You'll notice that nowhere in there did we give foo:1 diffy contents.
A separate thread gambols about the repository, taking care of such
mundane tasks.  There's no reason to slow up commits with it.  (Of
course, there's a "diff-bit" on each node, saying whether its contents
are stored full-text or as a diff against the node that back-links to
this one.)

Now let's generalize that procedure, and add locking...

The important thing to realize is that someone else may initiate a
commit before or during our commit, and their commit might finish
before or after ours.  We don't want to make their commit wait
unnecessarily, so we're not actually trying for a particular version
number -- we just want the next available version number at the time
our commit finishes.

Below, a "lock" is a cookie consisting of user:num, where num is the
same for all locks in this commit, and different from any other
current locks (even ones with the same user).  Locks persist through
server crashes (todo: can we implement that efficiently?)

  1. Lock the nodes you're committing new versions for (if you're
     adding a new file then there's no node to lock, though).  These
     primary locks will last throughout the commit.  Block on all
     locks while you block on any, so your commit will be atomic.

  2. Create the new, unattached nodes that will hold the new versions.
     Fill them up with the new contents.  Create the back-links.

  3. Lock the parents of the nodes you're committing (call these
     "secondary locks").  Again, block on all while block on any.

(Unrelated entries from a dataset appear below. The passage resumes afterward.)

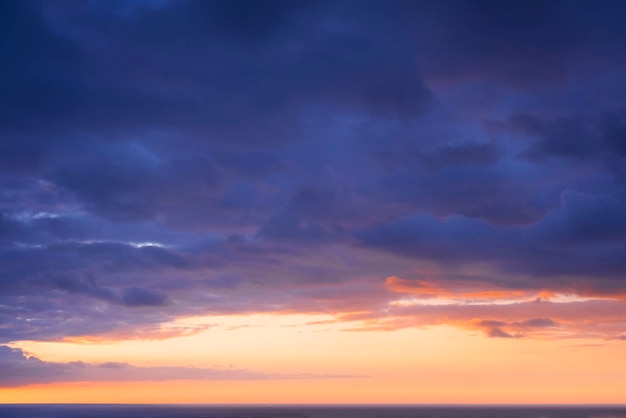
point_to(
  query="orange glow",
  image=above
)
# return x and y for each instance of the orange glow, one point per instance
(439, 364)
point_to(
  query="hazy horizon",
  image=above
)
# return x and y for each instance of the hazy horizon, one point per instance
(313, 202)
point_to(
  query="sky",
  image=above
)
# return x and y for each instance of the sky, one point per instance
(294, 201)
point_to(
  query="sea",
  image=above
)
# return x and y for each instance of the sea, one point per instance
(307, 411)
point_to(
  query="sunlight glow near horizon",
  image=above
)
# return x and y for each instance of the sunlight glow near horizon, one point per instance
(425, 365)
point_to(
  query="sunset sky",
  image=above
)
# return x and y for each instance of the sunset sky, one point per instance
(290, 201)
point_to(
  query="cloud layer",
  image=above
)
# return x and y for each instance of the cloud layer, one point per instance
(160, 159)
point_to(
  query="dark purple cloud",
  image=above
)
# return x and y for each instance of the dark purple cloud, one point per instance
(160, 159)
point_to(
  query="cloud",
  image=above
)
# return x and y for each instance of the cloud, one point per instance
(169, 159)
(21, 369)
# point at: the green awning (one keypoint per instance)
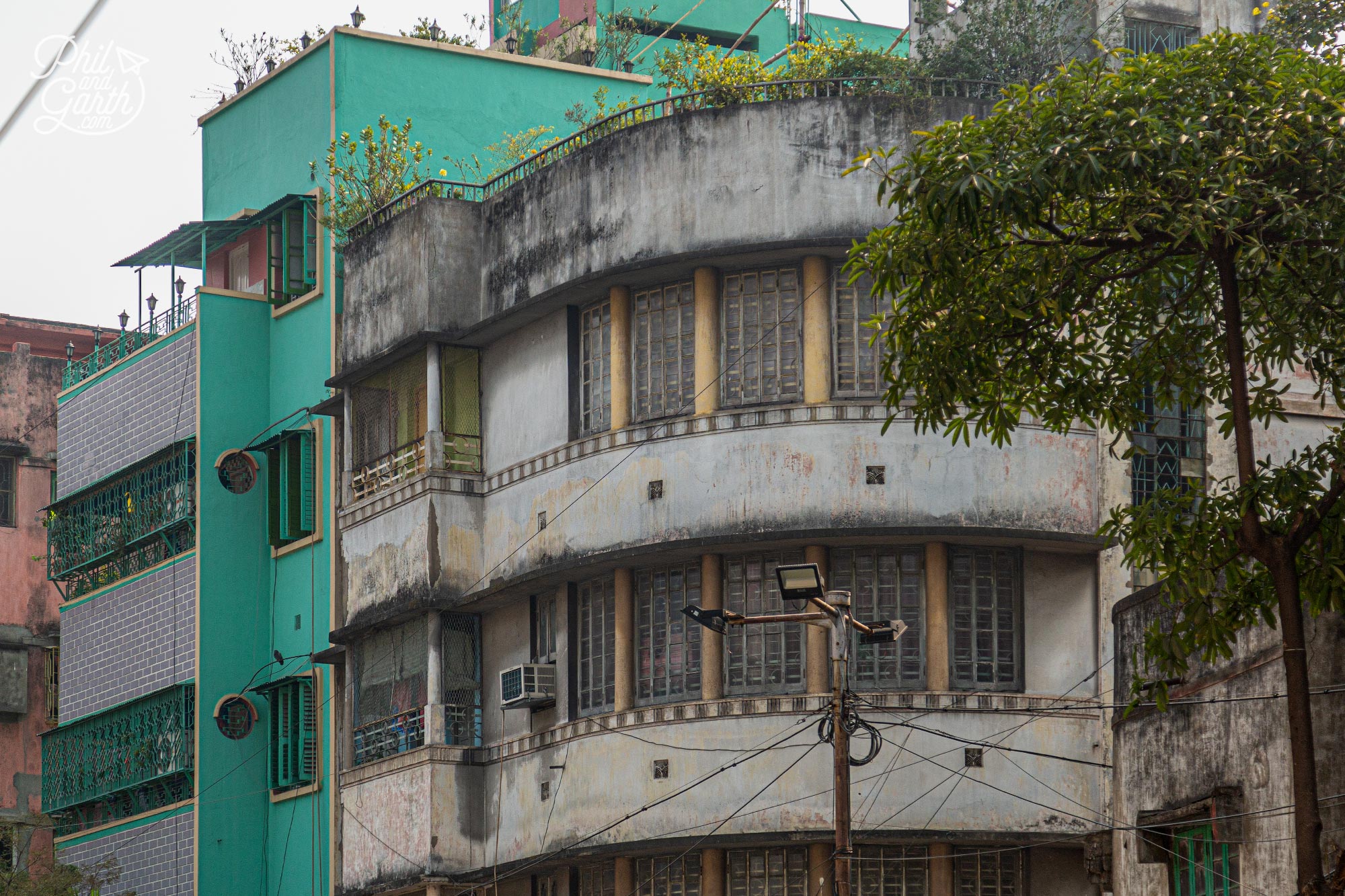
(185, 248)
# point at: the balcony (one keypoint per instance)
(126, 524)
(130, 759)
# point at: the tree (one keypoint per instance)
(1174, 222)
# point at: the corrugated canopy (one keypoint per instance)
(184, 247)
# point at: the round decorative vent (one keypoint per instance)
(236, 716)
(237, 471)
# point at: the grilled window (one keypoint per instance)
(987, 618)
(886, 583)
(989, 872)
(597, 368)
(762, 345)
(669, 662)
(665, 352)
(294, 732)
(769, 872)
(669, 874)
(598, 646)
(766, 658)
(1169, 448)
(9, 489)
(891, 870)
(1144, 36)
(857, 364)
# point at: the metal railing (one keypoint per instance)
(718, 97)
(130, 341)
(123, 748)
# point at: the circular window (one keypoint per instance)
(237, 471)
(236, 716)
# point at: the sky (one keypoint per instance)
(79, 198)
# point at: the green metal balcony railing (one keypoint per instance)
(128, 341)
(122, 749)
(124, 524)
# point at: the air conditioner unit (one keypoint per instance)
(529, 685)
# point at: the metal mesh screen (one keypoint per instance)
(886, 583)
(668, 643)
(761, 658)
(762, 343)
(665, 350)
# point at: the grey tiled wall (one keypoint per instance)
(130, 642)
(155, 858)
(127, 416)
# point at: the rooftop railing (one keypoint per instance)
(714, 99)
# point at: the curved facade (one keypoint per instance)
(637, 381)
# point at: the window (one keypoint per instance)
(1144, 36)
(669, 645)
(598, 646)
(544, 628)
(1203, 866)
(761, 658)
(762, 345)
(769, 872)
(597, 369)
(665, 352)
(1171, 448)
(293, 252)
(9, 489)
(891, 870)
(293, 487)
(669, 874)
(857, 365)
(987, 618)
(886, 583)
(294, 732)
(989, 872)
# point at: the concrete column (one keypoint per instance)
(712, 872)
(712, 642)
(821, 868)
(937, 616)
(707, 284)
(817, 330)
(625, 655)
(941, 869)
(622, 358)
(817, 669)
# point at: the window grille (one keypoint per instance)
(597, 369)
(462, 676)
(598, 646)
(388, 427)
(891, 870)
(766, 658)
(293, 486)
(669, 874)
(294, 732)
(9, 489)
(461, 372)
(665, 352)
(669, 661)
(1169, 448)
(884, 583)
(989, 872)
(762, 343)
(1203, 866)
(769, 872)
(857, 365)
(1144, 36)
(987, 618)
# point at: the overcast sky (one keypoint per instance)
(77, 201)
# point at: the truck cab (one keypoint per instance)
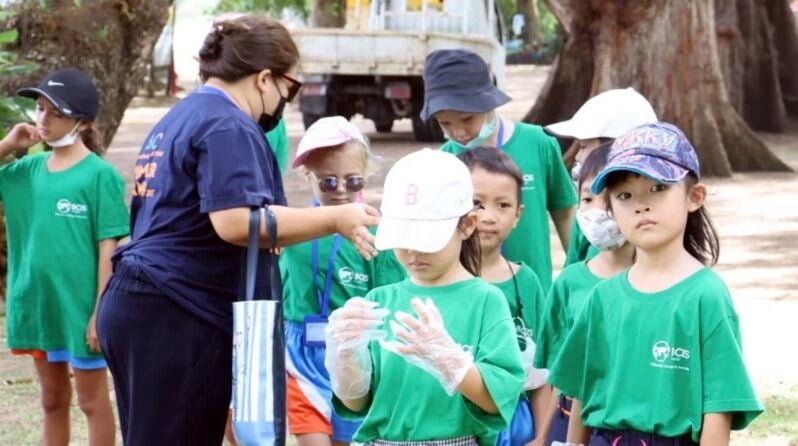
(374, 65)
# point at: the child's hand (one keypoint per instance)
(352, 221)
(91, 334)
(429, 346)
(20, 137)
(347, 359)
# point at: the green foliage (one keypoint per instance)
(273, 7)
(13, 109)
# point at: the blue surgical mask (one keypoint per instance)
(485, 132)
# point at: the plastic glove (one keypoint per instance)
(429, 346)
(348, 333)
(535, 378)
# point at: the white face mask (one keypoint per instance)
(66, 140)
(600, 229)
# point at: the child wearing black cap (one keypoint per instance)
(459, 93)
(65, 212)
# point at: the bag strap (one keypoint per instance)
(253, 247)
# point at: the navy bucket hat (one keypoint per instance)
(659, 151)
(458, 80)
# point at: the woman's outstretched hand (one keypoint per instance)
(353, 221)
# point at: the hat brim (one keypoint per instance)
(573, 129)
(34, 93)
(481, 102)
(417, 235)
(664, 172)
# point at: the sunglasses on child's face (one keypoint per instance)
(351, 184)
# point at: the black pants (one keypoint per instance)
(172, 371)
(601, 437)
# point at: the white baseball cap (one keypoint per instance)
(327, 132)
(425, 194)
(607, 115)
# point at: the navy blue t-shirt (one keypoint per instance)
(205, 155)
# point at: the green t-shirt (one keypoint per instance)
(409, 404)
(547, 187)
(579, 248)
(566, 297)
(531, 297)
(657, 362)
(54, 222)
(354, 276)
(278, 141)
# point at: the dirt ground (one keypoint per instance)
(757, 224)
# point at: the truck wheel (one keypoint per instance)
(427, 132)
(309, 118)
(384, 126)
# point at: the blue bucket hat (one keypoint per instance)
(659, 151)
(458, 80)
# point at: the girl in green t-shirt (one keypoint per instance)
(498, 187)
(575, 282)
(599, 120)
(452, 373)
(320, 275)
(64, 213)
(654, 356)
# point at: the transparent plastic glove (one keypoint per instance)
(427, 345)
(348, 333)
(534, 378)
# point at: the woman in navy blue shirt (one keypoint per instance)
(165, 321)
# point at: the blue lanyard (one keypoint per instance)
(500, 136)
(323, 295)
(205, 89)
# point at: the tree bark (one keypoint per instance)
(329, 13)
(110, 40)
(667, 50)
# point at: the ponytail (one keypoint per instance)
(471, 251)
(91, 139)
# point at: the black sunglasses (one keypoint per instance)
(351, 184)
(293, 87)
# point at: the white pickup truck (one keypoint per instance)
(374, 66)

  4. Set dir_entries in the locked parents to point at the newly
     created child nodes.  Although this cannot be atomic if there are
     multiple parents, it is safe because the server knows that a node
     doesn't really exist if its parent is locked.  (Amend the
     node-finding algorithm given earlier to always follow back-links
     from a node whose parent is locked, until you find a node with
     the same lock as that parent).

  5. Now create the new version number; just take the next available
     number and hook it up to the root node, but put a special
     "negative lock" on the version number first.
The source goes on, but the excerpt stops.